State funding for child palliative care is falling

Rainbow Trust Children’s Charity welcomes a new report ‘On the brink’ from Together for Short Lives which warns of a coming funding crisis for children’s palliative care.

The report presents the findings of an annual survey of child palliative care providers which reveals that state funding is in decline, despite a rise in demand as the number of affected children grows. At the same time the cost of caring for an increased number of children with highly complex medical needs is growing.

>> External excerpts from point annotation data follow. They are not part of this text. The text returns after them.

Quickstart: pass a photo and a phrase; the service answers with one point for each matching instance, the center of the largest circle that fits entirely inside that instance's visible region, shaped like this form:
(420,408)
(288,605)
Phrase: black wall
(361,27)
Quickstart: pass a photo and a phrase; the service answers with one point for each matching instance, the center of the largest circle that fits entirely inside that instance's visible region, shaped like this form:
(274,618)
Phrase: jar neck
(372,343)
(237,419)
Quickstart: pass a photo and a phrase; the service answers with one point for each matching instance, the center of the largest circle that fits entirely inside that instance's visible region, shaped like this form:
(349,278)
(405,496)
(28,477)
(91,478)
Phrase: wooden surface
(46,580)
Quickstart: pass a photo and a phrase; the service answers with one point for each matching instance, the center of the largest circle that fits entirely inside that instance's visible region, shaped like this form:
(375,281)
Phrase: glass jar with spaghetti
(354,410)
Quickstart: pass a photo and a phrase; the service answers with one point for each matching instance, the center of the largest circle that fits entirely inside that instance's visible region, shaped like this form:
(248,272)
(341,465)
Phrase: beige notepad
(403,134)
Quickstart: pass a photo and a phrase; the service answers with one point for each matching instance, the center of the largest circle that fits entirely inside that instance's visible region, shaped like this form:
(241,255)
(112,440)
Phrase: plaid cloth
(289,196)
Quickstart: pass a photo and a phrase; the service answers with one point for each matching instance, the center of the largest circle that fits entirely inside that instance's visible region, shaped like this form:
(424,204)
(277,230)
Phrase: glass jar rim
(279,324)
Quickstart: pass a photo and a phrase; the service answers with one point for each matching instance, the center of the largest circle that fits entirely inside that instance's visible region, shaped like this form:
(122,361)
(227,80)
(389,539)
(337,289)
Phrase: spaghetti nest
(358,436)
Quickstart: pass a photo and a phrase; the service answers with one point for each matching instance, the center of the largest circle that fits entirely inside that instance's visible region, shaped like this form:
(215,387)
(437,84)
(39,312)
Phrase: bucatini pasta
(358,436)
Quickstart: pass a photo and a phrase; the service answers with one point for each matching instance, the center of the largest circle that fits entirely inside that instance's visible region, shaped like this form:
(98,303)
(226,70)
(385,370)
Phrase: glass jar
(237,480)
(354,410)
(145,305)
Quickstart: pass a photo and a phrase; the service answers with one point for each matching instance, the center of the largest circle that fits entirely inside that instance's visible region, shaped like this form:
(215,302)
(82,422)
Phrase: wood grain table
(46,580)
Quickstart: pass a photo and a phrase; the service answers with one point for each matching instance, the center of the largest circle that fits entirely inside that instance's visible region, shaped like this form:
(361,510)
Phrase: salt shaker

Among the survey’s findings is that children’s palliative care providers now receive an average of 22 per cent of their income from statutory sources, but the figure varies widely, from 2 per cent to 53 per cent. Rainbow Trust receives just 3 per cent because the social palliative care services we provide fall outside the government’s hospice funding programme. However adult palliative care services receive an average of 30 per cent of their costs from statutory sources.

Worryingly, local authorities’ contribution to the cost of providing child palliative care in the voluntary sector has fallen by 61% in the last year.

Anne Harris, Director of Care for Rainbow Trust, responded, ‘This report is a wake-up call to decision makers to reverse the decline in funding for children’s palliative care which has taken place in recent years.

We urge ministers and local commissioners to address the funding needs of all types of children’s palliative care. Funding needs to be widened beyond providers of clinical care to include social care services such as those offered by Rainbow Trust, which provide vital emotional and practical support for families at the most difficult of times.’